Soykırımı sürdürmek için saldırdı Politika Haberleri
Yenisafak sayfasından elde edilen bilgilere dayanarak, SonTurkHaber.com duyuru yapıyor.
Aralarında milletvekillerinin, insan hakları savunucularının ve sivil toplum temsilcilerinin bulunduğu 40’tan fazla ülkeden yüzlerce kişinin yer aldığı filonun durdurulması, dünya genelinde "uluslararası hukukun ihlali" ve "insanlığa karşı suç" olarak nitelendirildi. İspanya, 65 vatandaşının filoda bulunması nedeniyle İsrail’in Madrid'deki temsilcisini Dışişleri Bakanlığı’na çağırdı ve vatandaşlarının güvenliği için diplomatik temaslarını artırdı. İspanyol hükümeti, yardım filosunu “barışçıl bir sivil girişim” olarak tanımlayarak İsrail’in müdahalesini kınadı. İrlanda Cumhurbaşkanı Michael Higgins, saldırının ve Kızılhaç’ın Gazze’deki çalışmalarını askıya almasının birlikte değerlendirilmesi gerektiğini vurgulayarak “Tüm dünya artık harekete geçmeli” dedi.
Terör politikası
İngiltere, filodaki bazı vatandaşlarının durumu nedeniyle endişeli olduğunu belirtti ve insani yardımın Gazze’ye “gecikmeksizin ve koşulsuz” ulaştırılması gerektiğini vurguladı. Fransa'da muhalefetteki Boyun Eğmeyen Fransa (LFI) partisi, filodaki dört milletvekilinin akıbetine ilişkin endişe duyduğunu belirterek İsrail’in eylemini “uluslararası sularda korsanlık” ve “Gazze’deki soykırımı sürdürme çabası” olarak tanımladı. Belçika da İsrail'in Brüksel Büyükelçisini Dışişleri Bakanlığına çağırdı. Bakan Maxime Prevot, İsrail'in yolcuları arasında Belçika vatandaşlarının da bulunduğu Küresel Sumud Filosu'na "uluslararası sularda müdahalesinin açıkça ciddi endişelere yol açtığını" kaydetti.

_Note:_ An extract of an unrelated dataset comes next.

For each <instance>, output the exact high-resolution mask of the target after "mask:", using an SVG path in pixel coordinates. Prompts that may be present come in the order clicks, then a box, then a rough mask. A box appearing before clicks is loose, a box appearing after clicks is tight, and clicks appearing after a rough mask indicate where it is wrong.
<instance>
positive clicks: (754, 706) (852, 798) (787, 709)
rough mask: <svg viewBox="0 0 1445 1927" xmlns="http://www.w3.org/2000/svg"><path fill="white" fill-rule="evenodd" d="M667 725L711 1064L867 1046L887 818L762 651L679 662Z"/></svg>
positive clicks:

Avrupa Parlamentosu Sol Grubu ise iki üyesinden haber alınamadığını açıkladı ve tüm alıkoyulanların derhal serbest bırakılması çağrısında bulundu. Yunanistan’da SYRIZA ve Yeni Sol gibi sol partiler, yardım filosuna yapılan saldırıyı “terör politikası” ve “uluslararası hukukun ihlali” olarak nitelendirerek, hükümetten daha sert tutum almasını talep etti. Tunus'taki siyasi partiler, İsrail'in Gazze’ye doğru yola çıkan Küresel Sumud Filosu'na saldırısı ve aktivistleri yasa dışı şekilde alıkoymasının "devlet terörü ve kontrolsüz zorbalık" olduğu belirterek, tüm dünya halklarına harekete geçme çağrısı yaptı.
Düşmanca ve yasa dışı
Brezilya, aralarında bir milletvekilinin de bulunduğu 15 vatandaşının güvenliği konusunda Tel Aviv’e çağrıda bulunurken, saldırıyı “barışçıl protestoculara karşı askeri müdahale” olarak tanımladı. Pakistan Başbakanı Şahbaz Şerif, İsrail eylemini "düşmanca ve yasa dışı" olarak nitelendirerek, "Suçları, yardıma muhtaç Filistinlilere yardım taşımaktı" dedi. İran, müdahaleyi açık bir şekilde “terör eylemi” olarak tanımlarken, Filistin Dışişleri Bakanlığı, İsrail’in Filistin kara suları üzerinde hiçbir egemenlik hakkı olmadığını vurguladı ve işgalin Uluslararası Adalet Divanı tarafından yasa dışı ilan edildiğini hatırlattı. ABD merkezli en büyük Müslüman sivil haklar kuruluşlarından biri olan Amerikan-İslam İlişkileri Konseyi (CAIR), “İsrail, bir kez daha uluslararası sularda insanî yardım gönüllülerini kaçırarak korsanlık yapmış ve yasa dışı ablukasını sürdürmekte kararlı olduğunu göstermiştir. Bu saldırıyı kınamayan her ülke, bu soykırıma ortak olmaktadır” tepkisini gösterdi.